クレイの妹
今、ランドはクレイの妹クレアと二人きりだ。
「この人殺し!兄さんを、兄さんを返してー!」
何も言えない。クレアが咳き込む。身体が弱いようだ。すると、クレイの祖父が、クレアを部屋の外に追いやり、
「事情は、聞いた。ありがとう。」
「…感謝されるようなことはしてません。」
(助けられなかったんだ!畜生!)
思わず泣きそうになる。
「ワシは、もう長くない。クレアは、貴族の養子として、迎えられることになった。」
子供が産まれず、養子を探していた貴族がいたらしい。
(クレイ…、お前の妹は恐らく不自由ない生活をおくることができるだろう。
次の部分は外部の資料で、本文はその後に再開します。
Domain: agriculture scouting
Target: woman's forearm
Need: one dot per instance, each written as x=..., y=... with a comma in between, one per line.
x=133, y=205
よかったな。…本当は、お前が守りたかっただろうけどさ。)
「これを。」
「これは?」
「クレイの大切にしていた腕輪だ。受け取ってほしい。」
「…いいのか?」
「クレイもその方が喜ぶだろうて。」
「…ありがとうございます。」
クレイの墓参りに行く。墓の前に立った瞬間、ランドはもうクレイがいないことを実感した。そして、思わず泣いた。
「わあああーん!!」
(ごめん、ごめんなあ。)
その後、クレイのお墓の前で別れを告げて皆のところに帰った。
シオンが家の前で待っていた。よく見ると目が真っ赤だ。相当泣いたようだ。
「別れは、済みましたか?」
「…ああ。」
(だが、それを言いたかった訳じゃないんだろう?)
「師匠は、復讐はするなと言っていました。」
「それがどうした!」
(あいつだけは!あいつだけは!!)
「しかし、生かしておいても犠牲者が増えるばかりです。だから、覚悟を決めました。」
それを聞いて、ランドは少し冷静になる。